A sampling of recent tape drive pricing from the web:
- LTO3 = $1,200
- LTO4 = $2,500
- LTO5 = $3,800 to $15,000
- LTO6 = $4,500 to $18,000
Note: The higher prices for the larger drives are for those that fit into the enterprise-level libraries, which usually start at six drives and go up to hundreds of drives. As an example, an STK SL8500 can hold up to 640 LTO drives and backup data at around 320TB per hour, but the price is quite high at that level of performance and capacity.
Tape-based solution costs based on a 20TB example with an eight-hour backup window:
- LTO3: (1200 x 9 drives ) = $10,800
- LTO4: (2500 x 6 drives) = $15,000
- LTO5: (3800 x 5 drives ) = $19,000
- LTO6: (4500 x 5 drives) = $22,500
The disk-based dedupe side
The price for disk-based dedupe solutions that compete with tape are also all over the place. They can start out at about the same list price as the average four-drive tape library, but also go up to the multiple millions in price. Although some vendors provide virtual machine-based disk appliances that are low cost and run under VMware, I will omit those for this exercise, as they are limited in overall throughput for this comparison.

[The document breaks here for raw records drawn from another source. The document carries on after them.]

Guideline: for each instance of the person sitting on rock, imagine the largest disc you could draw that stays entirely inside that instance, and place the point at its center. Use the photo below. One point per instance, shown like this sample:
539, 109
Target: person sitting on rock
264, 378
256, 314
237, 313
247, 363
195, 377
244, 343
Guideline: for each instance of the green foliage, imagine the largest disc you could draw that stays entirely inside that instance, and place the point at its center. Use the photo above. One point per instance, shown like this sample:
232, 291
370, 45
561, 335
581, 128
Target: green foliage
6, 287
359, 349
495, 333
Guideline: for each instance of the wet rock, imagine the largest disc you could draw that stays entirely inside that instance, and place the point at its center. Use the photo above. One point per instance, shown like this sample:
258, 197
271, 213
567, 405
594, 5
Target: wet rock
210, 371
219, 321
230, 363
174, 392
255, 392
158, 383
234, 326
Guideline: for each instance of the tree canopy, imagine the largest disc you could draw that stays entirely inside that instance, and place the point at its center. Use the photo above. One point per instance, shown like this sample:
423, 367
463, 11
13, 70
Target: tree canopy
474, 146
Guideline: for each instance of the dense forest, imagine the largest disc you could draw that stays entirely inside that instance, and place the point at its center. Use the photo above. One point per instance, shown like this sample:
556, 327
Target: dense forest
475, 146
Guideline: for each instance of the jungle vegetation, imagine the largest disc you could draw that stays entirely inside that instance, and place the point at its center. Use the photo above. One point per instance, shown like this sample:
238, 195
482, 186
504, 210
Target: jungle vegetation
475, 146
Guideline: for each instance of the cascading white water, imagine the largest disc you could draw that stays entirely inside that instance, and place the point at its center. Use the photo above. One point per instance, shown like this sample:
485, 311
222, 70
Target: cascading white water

Estimated disk-based backup appliance pricing
- Entry-level single node = (1600MB/s = 5.7TB/h = 136TB day) Price = $150,000
- Enterprise HA appliance = (3200MB/s = 11.4TB/h = 273TB day) Price = $238,000
- Enterprise multi-node appliance= (22,200MB/s = 80TB/h = 1920TB day) Price = $2,400,000
Clearly, the price winner in this case is the standalone nine LTO3 drives for $10,800. I’m sure that the CFO will not care that someone needs to be onsite all weekend managing tapes. Even though the prices for tape drives start out a lot more expensive in an enterprise library, when performance requirements are below a certain threshold (say 10 LTO6 drives and below) tape is the clear winner from a pure price and performance perspective. The disk based solution also enables better cost and concurrency for backup and recovery, as a single node can provide up to 1024 virtual LTO drives at much lower cost than actually buying that many physical drives.
As the chart shows, tape wins the cost curve when performance requirements are under what can be provided by six to ten LTO6 drives. Once you start getting into higher performance requirements to meet the backup window, then disk-based dedupe solutions are the better choice.
I’m sure there are some out there who could care less about the price and just want to get away from tape. But tape really is the cheaper way to go at the low end. Archives also benefit from the high capacity capabilities and low cost of tape media for long-term retention, even for large enterprises. Where tape has an issue is in its recovery time, media management costs, backup windows and total cost of ownership at the high end.
Although I gathered prices ad-hoc from the Web and made some major assumptions, I hope the comparison provides you with a useful rule of thumb when deciding between disk and tape for backup.
The good or bad news, depending on how you look at it, is that tape is not dead; it has a useful place at the low end for backup and at the high end for archives. Disk-based solutions will usually be better for faster recovery and make backup and DR more efficient and cost-effective.